Young Willy Wonka arrives in town with a little money and a bar of chocolate in a top hat halfway between the magician’s hat and Eta Beta’s bag. His dream is to open a large chocolate shop in the square where, however, three master chocolatiers already coexist who form a cartel among themselves and do not allow a new competitor: especially one who manages to make customers fly with his chocolates. Willy stays at an inn whose owner makes him sign a contract full of clauses that bind him to work for years in her laundry, where other unfortunate people who have been deceived in the same way at different times also stay. Among them is Noodle, a little girl who was recovered by the landlady from the laundry bin and who is forced to repay such generosity with the role of slave of the inn. The little group just has to join forces and hold on to their dreams, hoping one day to make them all come true.

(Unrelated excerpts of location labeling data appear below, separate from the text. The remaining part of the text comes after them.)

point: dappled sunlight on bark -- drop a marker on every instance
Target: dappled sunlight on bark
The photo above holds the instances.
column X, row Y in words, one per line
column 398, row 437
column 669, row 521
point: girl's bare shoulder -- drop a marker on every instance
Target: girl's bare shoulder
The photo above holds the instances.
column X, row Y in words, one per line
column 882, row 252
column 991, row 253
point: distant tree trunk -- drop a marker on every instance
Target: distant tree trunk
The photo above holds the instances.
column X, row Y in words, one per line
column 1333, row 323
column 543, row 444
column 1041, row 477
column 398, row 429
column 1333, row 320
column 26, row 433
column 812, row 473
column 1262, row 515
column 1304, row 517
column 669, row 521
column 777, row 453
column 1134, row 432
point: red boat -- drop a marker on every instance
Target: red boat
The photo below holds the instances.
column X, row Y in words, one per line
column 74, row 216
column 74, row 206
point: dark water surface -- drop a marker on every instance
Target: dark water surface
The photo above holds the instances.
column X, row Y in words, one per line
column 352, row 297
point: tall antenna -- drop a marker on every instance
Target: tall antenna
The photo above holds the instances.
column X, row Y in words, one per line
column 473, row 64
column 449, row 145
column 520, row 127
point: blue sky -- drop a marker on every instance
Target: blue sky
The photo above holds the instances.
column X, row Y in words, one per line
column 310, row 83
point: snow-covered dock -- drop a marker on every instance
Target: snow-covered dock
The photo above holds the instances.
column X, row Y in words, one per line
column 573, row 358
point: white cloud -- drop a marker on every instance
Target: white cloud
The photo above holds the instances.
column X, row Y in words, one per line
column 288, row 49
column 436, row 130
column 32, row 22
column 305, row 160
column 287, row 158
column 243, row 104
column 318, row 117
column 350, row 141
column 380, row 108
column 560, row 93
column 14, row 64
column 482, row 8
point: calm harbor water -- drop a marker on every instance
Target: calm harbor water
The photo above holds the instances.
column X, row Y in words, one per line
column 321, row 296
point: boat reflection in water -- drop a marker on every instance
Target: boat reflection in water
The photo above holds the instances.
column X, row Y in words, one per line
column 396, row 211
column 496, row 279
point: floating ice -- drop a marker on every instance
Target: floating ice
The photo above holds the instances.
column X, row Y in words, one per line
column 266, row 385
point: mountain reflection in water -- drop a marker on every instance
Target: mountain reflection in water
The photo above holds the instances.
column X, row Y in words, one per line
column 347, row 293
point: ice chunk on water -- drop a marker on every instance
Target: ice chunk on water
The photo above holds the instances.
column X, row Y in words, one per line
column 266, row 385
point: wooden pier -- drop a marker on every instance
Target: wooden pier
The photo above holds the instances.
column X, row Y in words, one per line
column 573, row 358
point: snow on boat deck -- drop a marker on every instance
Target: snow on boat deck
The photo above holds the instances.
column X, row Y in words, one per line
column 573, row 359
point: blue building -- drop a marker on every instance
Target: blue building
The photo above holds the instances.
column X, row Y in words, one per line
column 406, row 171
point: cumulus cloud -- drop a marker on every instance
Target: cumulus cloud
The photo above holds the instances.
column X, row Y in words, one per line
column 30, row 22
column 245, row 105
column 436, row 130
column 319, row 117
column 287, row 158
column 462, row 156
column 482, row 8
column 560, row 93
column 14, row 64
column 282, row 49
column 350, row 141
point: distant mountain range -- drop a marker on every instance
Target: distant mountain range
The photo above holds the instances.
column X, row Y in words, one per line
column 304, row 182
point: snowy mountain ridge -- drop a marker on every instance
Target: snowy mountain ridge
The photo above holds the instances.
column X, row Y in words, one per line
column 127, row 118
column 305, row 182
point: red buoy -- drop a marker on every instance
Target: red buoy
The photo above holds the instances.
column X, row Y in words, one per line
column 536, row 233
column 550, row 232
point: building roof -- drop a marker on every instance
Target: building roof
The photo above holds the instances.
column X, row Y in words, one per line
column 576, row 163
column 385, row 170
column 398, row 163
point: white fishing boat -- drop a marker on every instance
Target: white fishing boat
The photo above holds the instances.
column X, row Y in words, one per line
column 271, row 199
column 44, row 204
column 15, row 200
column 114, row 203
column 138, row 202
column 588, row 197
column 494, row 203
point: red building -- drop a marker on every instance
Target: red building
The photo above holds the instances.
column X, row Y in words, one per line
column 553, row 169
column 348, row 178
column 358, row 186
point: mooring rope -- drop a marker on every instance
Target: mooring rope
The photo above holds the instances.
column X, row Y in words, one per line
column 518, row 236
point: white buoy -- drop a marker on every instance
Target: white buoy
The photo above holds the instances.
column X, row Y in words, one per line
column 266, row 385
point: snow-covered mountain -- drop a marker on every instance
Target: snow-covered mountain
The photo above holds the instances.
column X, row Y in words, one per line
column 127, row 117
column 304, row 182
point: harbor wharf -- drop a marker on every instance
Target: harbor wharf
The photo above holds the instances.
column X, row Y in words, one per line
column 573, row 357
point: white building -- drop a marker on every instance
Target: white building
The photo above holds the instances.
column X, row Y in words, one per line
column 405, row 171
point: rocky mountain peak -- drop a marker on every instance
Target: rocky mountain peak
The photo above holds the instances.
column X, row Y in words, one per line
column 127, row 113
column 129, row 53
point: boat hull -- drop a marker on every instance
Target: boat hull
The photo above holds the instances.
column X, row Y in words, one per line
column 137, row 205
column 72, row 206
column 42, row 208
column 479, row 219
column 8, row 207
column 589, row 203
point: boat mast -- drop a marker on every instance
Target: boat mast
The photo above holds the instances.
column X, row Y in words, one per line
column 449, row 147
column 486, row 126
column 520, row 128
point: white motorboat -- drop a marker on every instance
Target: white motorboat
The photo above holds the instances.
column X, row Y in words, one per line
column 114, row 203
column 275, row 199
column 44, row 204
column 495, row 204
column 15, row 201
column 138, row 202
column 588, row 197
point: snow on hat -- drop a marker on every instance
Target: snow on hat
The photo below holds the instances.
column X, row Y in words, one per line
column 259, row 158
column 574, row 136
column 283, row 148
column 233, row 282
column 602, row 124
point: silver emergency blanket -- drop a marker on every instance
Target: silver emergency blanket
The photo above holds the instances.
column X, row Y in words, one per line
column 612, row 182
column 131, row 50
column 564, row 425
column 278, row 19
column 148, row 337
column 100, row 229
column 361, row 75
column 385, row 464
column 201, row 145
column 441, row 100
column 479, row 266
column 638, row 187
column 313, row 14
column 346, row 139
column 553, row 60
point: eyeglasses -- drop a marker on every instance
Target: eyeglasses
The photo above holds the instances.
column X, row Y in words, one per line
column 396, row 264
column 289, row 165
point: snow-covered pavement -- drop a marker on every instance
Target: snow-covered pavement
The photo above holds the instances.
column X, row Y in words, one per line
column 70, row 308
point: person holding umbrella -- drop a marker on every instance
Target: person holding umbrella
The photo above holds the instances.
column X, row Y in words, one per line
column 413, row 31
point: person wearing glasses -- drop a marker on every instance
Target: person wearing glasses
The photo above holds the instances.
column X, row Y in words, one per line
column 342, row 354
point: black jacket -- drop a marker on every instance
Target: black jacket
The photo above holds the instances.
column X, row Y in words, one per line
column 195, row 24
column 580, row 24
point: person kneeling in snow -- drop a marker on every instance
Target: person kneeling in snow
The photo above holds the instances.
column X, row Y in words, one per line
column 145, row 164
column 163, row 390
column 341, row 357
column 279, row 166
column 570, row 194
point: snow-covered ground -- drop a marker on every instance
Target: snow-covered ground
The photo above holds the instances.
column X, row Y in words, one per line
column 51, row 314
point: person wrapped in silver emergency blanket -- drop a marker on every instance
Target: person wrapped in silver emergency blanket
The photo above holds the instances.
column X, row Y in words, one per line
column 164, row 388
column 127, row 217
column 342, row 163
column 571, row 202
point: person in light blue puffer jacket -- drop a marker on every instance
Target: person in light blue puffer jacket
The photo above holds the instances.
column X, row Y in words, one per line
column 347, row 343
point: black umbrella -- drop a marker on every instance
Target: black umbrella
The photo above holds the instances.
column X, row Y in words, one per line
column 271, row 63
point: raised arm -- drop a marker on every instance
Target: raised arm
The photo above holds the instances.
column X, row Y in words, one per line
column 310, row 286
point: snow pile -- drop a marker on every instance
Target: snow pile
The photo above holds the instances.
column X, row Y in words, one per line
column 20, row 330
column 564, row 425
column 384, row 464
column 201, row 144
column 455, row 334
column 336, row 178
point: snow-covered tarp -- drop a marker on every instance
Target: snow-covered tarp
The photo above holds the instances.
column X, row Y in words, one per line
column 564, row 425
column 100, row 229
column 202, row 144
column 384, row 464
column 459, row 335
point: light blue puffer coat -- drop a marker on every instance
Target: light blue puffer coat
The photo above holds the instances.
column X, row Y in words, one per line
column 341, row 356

This time Paul King is directing, bringing out all his Britishness and openly referring to the Paddington mini-saga, which he masterfully directed. King chooses the path of the fairy tale tout court and creates a good and naive protagonist, easy prey for bad guys but determined to never give up: a dreamer with an imagination that allows him to overcome any difficulty by passing over any injustice with lightness.

And Timothée Chalamet is very light, who in the role of Willy jumps and dances like a puppet from a Victorian theater, and sings songs written especially for what is in all respects a musical, in addition to the two unforgettable motifs from the previous films: “Pure imagination” and “Oompa Loompa”. And speaking of ooompa loompa, there’s only one here but it’s worth a hundred, because it has the humor and self-irony of Hugh Grant.

It is precisely from this detail that we understand what Wonka’s problem is, namely the betrayal of Dahl’s sarcastic and iconoclastic spirit that has always been so popular with children (and adults) all over the world. King makes his Willy a kind elf without a shred of malice or (hilarious) cynicism, leaving the bad guys only to be the members of the “chocolate cartel” and the innkeeper who the legendary Olivia Colman interprets as a cross between the Trunchbull from Matilda you are legendary and Mrs. Lovett from Sweeney Todd.